À titre récapitulatif, voici un graphique pour le suivi des pertes.

Évolution de l'effectif de ma classe en fonction du temps

À titre rétrospectif, maintenant que cette crise est sans doute terminée (il y a encore l'histoire du CNE, mais je n'y crois guère), eh bien, je suis certes heureux de pouvoir poursuivre les cours normalement, mais après tout, ça aura fait un peu d'animation dans notre monotone quotidien. Et quant au CPE lui-même, sur lequel j'avais soigneusement évité de m'engager étant donné que j'avais manqué de temps pour m'informer, je n'ai plus à me poser de questions, de toute évidence.
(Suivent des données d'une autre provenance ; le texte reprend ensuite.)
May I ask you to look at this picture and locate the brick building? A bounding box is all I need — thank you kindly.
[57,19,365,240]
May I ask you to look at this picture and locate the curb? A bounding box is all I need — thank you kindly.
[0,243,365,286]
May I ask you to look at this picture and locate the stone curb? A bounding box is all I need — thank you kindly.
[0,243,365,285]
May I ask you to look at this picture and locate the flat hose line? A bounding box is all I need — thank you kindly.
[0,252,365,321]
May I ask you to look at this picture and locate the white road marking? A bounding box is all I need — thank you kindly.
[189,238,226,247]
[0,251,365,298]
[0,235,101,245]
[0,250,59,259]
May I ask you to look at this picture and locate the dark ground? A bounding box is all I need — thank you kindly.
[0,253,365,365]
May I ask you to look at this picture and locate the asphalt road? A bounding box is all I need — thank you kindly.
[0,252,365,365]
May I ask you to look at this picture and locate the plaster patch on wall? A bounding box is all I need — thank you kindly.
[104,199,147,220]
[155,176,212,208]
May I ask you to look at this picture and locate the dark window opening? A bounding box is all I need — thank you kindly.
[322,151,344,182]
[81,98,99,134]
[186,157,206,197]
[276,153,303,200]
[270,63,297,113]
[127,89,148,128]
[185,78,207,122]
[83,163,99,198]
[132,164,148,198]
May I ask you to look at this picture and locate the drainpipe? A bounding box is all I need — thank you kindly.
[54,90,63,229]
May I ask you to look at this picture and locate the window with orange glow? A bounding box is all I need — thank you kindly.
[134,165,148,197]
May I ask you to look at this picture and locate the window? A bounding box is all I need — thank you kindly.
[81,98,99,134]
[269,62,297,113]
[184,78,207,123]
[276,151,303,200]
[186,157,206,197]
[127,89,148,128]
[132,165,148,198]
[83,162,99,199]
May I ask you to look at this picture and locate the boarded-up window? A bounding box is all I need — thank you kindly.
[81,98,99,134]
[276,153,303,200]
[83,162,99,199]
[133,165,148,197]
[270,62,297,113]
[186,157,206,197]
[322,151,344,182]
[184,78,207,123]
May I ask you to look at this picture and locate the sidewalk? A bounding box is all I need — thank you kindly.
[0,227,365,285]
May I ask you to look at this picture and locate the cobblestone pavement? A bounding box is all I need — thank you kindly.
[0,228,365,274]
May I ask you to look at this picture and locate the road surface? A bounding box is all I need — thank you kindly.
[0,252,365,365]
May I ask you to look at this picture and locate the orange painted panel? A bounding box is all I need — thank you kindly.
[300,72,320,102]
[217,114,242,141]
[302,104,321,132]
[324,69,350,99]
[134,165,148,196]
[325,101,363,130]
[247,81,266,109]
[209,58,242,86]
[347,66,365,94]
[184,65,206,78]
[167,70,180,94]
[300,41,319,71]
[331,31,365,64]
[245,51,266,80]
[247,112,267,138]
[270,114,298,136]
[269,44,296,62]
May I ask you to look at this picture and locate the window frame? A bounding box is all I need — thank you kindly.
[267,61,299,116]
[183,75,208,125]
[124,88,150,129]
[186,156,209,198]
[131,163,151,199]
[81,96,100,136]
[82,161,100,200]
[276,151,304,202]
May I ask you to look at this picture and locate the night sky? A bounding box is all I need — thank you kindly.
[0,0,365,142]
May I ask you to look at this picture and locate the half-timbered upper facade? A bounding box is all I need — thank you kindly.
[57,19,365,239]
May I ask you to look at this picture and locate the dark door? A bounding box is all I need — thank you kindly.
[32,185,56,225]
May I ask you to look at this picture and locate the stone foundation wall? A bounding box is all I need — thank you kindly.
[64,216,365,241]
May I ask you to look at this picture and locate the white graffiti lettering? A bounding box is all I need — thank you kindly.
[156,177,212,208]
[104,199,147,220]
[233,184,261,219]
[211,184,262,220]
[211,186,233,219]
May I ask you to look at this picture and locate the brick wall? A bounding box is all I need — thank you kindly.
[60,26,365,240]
Au risque d'apparaître comme un dangereux fanatique / extrémiste / intégriste (rayez la/les mention(s) inutile(s)), je terminerai en citant Richard M. Stallman (cf l'article Wikipédia), qui affirmait dans une interview accordée à ZMag : It is impossible for one person to be involved in all issues. It shouldn't be surprising that a programmer would be involved where his skills and talents are most effective. (Il est impossible pour une personne d'être impliqué dans toutes les causes. Il ne devrait pas être surprenant qu'un programmeur s'implique là où ses compétences et ses talents sont les plus efficaces.)